L'économiste Jimmy Bean, de Desjardins Marché des capitaux, a écrit dans une note que le prochain gouverneur de la Banque du Canada, Stephen Poloz, n'allait probablement pas être rassuré par les résultats lorsqu'il prendra la parole pour la première fois en tant que gouverneur, jeudi, devant le comité des Finances de la Chambre des communes.

Pour M. Bean, le plus préoccupant est le léger déclin des investissements des entreprises dans les machines et les équipements.

«Cela renforce notre opinion qu'il n'y aura pas de bonne raison d'augmenter les taux d'intérêts avant 2014», affirme l'analyste.

La Banque du Canada avait prévu, mercredi, que le premier trimestre serait meilleur que la prévision de 1,6 pour cent qu'elle avait initialement annoncée. La Banque n'a toutefois pas changé sa prédiction de 1,5 pour cent pour le reste de l'année.

L'économie américaine a vécu un ralentissement au second trimestre en raison d'une diminution des dépenses publiques, de la récession qui perdure en Europe et du ralentissement en Chine. Certains croient que la Canada ne pourra pas continuer à faire mieux que le reste du monde.

«On ne s'attend pas à une envolée au deuxième trimestre», affirme Doug Porter, l'économiste en chef de la Banque de Montréal. Il ajoute que les nouvelles pourraient être meilleures vers la fin de l'année et en 2014 si l'économie américaine reprend de la vigueur.

Des analystes croient que l'économie canadienne vit une période de transition difficile d'une croissance appuyée par la construction résidentielle et la consommation, vers une économie qui dépend des exportations et des investissements d'entreprises.

Il y a des preuves de ce changement dans les résultats du premier trimestre.

La demande intérieure finale a été anémique à 0,6 pour cent alors que les dépenses de consommation n'ont pas dépassé les 0,9 pour cent.
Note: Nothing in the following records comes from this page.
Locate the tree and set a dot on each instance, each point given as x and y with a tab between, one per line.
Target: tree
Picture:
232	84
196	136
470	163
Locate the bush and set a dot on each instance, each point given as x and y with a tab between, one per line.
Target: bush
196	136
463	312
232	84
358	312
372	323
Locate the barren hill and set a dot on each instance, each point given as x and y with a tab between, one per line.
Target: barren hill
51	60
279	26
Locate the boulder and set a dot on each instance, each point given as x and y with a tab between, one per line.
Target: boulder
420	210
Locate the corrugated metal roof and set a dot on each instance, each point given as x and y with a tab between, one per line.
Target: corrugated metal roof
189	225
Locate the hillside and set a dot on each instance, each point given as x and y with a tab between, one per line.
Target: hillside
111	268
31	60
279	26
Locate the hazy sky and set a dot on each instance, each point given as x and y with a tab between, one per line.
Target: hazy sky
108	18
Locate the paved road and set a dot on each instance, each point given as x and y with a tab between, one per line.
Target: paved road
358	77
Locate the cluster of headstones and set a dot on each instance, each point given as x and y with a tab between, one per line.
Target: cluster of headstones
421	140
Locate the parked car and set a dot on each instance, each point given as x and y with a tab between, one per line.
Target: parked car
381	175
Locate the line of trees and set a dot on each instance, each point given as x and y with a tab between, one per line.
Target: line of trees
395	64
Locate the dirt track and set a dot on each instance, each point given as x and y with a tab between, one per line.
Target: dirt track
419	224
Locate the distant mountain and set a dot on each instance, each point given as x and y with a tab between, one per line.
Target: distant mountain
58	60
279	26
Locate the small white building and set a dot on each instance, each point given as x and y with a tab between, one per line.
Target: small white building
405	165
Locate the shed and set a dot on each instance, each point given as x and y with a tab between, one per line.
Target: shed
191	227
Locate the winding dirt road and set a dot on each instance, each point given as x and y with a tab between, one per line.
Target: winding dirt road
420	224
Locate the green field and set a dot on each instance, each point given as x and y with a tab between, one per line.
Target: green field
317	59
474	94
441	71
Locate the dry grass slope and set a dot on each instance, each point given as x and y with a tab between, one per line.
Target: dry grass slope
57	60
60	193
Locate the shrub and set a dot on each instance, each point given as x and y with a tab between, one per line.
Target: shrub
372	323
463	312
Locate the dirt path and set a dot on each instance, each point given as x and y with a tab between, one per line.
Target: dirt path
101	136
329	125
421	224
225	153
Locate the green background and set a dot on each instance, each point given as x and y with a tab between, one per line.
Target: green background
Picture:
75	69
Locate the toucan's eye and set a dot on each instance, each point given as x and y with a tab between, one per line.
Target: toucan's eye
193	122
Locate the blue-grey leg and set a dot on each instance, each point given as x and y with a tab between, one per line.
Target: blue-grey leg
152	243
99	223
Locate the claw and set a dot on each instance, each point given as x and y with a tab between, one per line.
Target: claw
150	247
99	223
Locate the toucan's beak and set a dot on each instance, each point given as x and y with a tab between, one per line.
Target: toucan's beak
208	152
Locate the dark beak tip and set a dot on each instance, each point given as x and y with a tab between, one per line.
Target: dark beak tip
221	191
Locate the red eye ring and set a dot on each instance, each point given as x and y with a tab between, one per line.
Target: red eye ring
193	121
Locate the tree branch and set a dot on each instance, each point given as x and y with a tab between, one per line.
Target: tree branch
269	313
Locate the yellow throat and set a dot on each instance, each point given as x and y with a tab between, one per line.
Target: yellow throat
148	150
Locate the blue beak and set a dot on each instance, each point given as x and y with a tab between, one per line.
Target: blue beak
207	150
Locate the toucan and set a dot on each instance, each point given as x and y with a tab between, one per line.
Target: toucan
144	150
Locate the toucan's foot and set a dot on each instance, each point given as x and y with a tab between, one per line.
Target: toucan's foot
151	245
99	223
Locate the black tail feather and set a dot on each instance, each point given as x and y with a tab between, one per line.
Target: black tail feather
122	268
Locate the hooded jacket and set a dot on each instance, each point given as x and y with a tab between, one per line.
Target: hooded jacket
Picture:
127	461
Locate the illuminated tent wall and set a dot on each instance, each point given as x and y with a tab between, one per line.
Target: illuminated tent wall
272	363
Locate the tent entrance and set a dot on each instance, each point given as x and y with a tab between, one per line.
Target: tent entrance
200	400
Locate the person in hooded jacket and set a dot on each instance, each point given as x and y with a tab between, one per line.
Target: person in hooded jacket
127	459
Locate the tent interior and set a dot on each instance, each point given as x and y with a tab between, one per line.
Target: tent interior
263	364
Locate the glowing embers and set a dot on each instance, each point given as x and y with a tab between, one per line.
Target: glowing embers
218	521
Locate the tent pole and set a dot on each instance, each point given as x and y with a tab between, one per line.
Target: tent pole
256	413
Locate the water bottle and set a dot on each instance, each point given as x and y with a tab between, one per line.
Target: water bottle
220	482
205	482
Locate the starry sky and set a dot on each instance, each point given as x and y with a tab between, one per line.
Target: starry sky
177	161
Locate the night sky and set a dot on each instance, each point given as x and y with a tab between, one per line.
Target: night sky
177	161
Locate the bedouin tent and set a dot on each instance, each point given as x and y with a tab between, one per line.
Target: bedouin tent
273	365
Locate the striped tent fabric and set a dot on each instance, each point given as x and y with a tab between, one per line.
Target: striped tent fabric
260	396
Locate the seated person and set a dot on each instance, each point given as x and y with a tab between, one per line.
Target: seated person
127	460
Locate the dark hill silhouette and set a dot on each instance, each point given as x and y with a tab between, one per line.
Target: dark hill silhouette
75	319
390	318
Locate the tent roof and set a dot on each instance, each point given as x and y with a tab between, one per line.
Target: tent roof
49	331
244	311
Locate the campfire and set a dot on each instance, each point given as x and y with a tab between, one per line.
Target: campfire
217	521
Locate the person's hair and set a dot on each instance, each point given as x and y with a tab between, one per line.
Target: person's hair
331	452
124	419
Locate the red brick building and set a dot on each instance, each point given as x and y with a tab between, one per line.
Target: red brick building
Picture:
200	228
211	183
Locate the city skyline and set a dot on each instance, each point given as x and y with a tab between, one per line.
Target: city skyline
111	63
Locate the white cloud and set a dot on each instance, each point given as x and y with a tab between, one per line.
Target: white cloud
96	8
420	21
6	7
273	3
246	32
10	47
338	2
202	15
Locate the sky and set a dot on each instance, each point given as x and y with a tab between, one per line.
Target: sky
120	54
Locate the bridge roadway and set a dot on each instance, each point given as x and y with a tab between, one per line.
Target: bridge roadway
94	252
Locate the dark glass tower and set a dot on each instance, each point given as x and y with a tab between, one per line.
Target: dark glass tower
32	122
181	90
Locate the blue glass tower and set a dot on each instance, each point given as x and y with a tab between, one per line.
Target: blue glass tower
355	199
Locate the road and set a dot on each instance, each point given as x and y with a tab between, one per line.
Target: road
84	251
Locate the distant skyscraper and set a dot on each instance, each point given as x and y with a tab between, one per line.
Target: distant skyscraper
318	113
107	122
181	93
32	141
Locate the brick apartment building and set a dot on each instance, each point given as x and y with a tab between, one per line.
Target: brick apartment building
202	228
De son côté, la construction résidentielle s'est contractée de 4,7 pour cent sur une base annuelle.

La majorité de la croissance vient des exportations, qui ont représenté 1,4 pour cent de la progression d'ensemble du PIB.

L'extraction minière, l'exploitation en carrière et l'extraction de pétrole et de gaz a augmenté de 1,2 pour cent et les services publics de 2,1 pour cent.

La contribution du secteur public est mitigée.

«Alors que les dépenses gouvernementales en biens et services étaient étonnamment fermes, avec une croissance de 2,3 pour cent, les dépenses en immobilisations du gouvernement ont diminué à un rythme de deux pour cent», remarque Emanuella Enenajor, économiste chez Marchés mondiaux CIBC.